CPE objects can include additional attributes such as update, sw_edition, target_sw, target_hw, and language. The official NISTIR 7695 standard describes valid values and usage for these fields.

Below is a summary of additional fields supported in the Vulners API, which you can provide to refine the search accuracy:

• update (str): Specifies the software update version to refine the search for vulnerabilities related to a specific update level. Examples include service packs (e.g sp1) for Windows, patch versions, hotfixes, or other minor updates.

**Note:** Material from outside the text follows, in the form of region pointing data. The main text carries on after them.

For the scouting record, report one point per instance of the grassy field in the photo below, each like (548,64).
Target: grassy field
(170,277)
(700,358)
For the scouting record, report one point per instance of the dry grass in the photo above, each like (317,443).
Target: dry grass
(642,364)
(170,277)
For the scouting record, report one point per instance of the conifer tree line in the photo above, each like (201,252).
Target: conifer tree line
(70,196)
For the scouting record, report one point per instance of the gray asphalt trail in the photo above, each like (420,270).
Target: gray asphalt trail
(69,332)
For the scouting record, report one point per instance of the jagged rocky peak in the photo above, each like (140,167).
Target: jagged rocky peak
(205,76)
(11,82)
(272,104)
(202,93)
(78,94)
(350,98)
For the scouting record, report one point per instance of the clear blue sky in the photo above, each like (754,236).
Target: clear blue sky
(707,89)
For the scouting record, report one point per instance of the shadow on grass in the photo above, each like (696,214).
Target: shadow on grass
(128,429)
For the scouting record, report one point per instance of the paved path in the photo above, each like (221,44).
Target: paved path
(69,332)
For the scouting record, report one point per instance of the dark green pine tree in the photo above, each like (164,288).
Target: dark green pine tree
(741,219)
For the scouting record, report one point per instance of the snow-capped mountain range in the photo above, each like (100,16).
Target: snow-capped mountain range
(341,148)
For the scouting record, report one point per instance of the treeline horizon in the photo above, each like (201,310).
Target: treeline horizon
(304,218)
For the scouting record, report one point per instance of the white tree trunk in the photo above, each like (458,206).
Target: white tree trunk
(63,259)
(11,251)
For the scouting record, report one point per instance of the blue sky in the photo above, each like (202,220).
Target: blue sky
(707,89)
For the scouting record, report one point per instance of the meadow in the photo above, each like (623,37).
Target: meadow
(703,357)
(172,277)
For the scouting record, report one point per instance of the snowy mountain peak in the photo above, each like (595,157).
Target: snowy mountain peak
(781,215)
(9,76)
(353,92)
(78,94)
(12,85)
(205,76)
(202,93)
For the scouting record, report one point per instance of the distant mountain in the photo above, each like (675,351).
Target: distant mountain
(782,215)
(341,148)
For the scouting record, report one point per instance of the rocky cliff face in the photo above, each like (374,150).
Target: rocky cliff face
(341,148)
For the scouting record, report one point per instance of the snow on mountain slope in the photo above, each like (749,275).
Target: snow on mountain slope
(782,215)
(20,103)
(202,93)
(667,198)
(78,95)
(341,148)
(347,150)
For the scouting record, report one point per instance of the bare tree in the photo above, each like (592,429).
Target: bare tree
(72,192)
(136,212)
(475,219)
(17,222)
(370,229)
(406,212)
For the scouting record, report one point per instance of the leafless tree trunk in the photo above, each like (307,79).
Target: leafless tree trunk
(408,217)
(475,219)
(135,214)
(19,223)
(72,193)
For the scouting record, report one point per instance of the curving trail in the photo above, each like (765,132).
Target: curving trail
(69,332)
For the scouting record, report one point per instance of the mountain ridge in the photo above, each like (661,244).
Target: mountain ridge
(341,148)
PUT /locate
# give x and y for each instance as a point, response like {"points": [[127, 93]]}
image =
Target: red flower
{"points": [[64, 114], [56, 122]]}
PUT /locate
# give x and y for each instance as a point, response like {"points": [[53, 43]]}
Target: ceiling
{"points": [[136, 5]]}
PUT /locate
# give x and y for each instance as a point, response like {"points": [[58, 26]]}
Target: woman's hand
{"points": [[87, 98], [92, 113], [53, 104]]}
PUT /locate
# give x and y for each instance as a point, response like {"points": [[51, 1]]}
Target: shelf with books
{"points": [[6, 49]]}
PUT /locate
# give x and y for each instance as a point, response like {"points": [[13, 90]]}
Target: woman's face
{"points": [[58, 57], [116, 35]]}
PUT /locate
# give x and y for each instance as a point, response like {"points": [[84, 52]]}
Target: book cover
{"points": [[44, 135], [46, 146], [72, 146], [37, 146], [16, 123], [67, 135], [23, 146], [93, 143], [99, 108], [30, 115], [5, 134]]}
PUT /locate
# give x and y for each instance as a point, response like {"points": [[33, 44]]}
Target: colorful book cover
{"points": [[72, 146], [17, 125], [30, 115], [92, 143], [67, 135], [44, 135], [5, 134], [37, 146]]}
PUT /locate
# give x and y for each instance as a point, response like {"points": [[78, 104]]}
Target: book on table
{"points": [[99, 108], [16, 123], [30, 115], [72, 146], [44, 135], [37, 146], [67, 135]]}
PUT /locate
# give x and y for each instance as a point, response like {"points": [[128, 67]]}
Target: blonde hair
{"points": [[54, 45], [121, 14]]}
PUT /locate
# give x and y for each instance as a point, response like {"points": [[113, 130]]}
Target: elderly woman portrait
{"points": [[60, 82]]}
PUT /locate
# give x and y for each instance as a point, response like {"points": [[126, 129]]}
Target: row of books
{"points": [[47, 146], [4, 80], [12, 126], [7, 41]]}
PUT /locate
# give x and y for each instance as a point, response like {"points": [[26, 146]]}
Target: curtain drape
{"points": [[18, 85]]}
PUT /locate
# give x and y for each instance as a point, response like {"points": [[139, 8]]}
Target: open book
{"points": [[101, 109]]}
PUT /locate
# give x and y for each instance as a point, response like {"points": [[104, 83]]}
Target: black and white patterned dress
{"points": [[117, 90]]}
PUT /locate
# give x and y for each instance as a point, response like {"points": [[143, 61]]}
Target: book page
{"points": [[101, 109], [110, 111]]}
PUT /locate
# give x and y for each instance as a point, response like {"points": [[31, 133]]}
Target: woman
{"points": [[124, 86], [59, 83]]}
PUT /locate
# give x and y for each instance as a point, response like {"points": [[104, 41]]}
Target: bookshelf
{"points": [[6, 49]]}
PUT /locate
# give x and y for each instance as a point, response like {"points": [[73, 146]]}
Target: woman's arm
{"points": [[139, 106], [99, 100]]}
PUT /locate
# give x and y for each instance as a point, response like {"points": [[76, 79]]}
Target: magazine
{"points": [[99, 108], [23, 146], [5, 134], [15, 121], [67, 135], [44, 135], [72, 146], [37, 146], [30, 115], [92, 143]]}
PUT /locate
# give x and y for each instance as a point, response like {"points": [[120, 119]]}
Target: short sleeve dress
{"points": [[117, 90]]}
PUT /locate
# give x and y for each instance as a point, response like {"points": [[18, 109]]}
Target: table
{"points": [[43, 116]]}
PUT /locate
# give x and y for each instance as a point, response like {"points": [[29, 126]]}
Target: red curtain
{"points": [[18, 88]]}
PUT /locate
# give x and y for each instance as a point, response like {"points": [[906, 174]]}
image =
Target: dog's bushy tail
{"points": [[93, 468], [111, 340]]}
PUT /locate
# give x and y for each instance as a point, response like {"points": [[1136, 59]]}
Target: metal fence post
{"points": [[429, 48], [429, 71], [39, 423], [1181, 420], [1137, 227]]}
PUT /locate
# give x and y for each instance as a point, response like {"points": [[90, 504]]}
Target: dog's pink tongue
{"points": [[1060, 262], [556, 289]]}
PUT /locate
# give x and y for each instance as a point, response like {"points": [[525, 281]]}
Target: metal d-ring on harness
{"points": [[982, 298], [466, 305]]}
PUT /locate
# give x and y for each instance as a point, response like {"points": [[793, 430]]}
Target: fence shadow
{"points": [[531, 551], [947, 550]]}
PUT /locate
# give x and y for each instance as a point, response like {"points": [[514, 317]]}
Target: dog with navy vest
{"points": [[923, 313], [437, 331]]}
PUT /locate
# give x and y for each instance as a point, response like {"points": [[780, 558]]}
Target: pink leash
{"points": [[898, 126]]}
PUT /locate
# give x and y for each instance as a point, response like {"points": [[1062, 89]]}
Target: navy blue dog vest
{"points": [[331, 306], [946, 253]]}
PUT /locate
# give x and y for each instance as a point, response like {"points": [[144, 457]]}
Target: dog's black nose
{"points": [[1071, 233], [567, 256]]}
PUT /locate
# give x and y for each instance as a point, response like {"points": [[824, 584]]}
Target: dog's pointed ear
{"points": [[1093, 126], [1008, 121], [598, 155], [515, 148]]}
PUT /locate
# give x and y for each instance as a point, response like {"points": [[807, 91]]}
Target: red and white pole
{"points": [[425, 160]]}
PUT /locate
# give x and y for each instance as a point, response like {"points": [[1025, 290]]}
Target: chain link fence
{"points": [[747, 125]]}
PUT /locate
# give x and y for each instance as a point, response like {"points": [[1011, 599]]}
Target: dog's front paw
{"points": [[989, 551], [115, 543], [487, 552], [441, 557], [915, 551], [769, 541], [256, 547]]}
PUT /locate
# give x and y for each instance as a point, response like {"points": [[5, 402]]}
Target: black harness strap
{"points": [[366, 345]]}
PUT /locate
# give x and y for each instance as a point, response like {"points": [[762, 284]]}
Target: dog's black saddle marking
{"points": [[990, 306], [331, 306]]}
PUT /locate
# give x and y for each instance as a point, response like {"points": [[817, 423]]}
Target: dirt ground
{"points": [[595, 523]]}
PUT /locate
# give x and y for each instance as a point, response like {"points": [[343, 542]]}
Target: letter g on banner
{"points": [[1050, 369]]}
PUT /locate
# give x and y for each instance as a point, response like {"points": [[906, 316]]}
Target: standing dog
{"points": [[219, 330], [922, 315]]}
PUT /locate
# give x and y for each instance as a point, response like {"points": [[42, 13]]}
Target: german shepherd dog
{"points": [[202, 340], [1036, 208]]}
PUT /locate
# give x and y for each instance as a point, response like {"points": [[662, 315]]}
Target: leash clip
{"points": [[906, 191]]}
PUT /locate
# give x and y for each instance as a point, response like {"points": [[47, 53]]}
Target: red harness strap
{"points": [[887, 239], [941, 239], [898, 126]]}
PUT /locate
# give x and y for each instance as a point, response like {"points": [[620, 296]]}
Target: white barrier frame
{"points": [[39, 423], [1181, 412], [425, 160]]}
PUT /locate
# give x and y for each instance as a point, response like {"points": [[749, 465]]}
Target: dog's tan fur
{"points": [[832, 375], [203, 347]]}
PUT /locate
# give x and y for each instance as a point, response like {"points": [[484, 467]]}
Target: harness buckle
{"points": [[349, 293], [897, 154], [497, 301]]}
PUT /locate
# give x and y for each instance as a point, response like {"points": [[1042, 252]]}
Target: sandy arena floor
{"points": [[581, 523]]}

  Official NIST 7695 for update

  Values for this attribute SHOULD be vendor-specific alphanumeric strings characterizing the particular update, service pack, or point release of the product. Values for this attribute SHOULD be selected from an attribute-specific valid-values list, which MAY be defined by other specifications that utilize this specification.

• language (str): Defines the language edition of the software, if applicable. Use this to target vulnerabilities in localized versions of the software.

  Official NIST 7695 for language

  Values for this attribute SHALL be valid language tags as defined by [RFC5646], and SHOULD be used to define the language supported in the user interface of the product being described. Although any valid language tag MAY be used, only tags containing language and region codes SHOULD be used.

• sw_edition (str): Indicates the specific edition of the software. (e.g., home_premium for Windows, continuous for Acrobat Reader, or server for Linux)

  Official NIST 7695 for sw_edition

  Values for this attribute SHOULD characterize how the product is tailored to a particular market or class of end users. Values for this attribute SHOULD be selected from an attribute-specific valid-values list, which MAY be defined by other specifications that utilize this specification. Any character string meeting the requirements for WFNs (cf. 5.3.2) MAY be specified as the value of the attribute.

• target_sw (str): Specifies the platform where the software runs, such as windows, macOS, linux, or other environments like java, chrome, azure, etc. If not specified, the search will include software that runs on any * platforms.

  Official NIST 7695 for target_sw

  Values for this attribute SHOULD characterize the software computing environment within which the product operates. Values for this attribute SHOULD be selected from an attribute-specific valid-values list, which MAY be defined by other specifications that utilize this specification.

• target_hw (str): Identifies the hardware platform for the software, such as x86, x64, arm, or specific devices like router or mobile.

  Official NIST 7695 for target_hw

  Values for this attribute SHOULD characterize the instruction set architecture (e.g., x86) on which the product being described or identified by the WFN operates. Bytecode-intermediate languages, such as Java bytecode for the Java Virtual Machine or Microsoft Common Intermediate Language for the Common Language Runtime virtual machine, SHALL be considered instruction set architectures.

Using CPE in Requests¶

Throughout this documentation, it’ll show how to specify software via CPE in the following (or similar) ways:

• Full raw CPE string, e.g.:

  {"software": "cpe:2.3:a:mozilla:firefox:117.0:*:*:*:*:*:*:*"}
  

• Object with separate fields (recommended for partial matching or additional attributes):

  {
    "part": "a",
    "vendor": "mozilla",
    "product": "firefox",
    "version": "117.0",
    "update": "sp1",
    "language": "en",
    "sw_edition": "home_premium",
    "target_sw": "windows",
    "target_hw": "x64"
  }
  

Both approaches are valid in different endpoints. See the corresponding sections for exact syntax.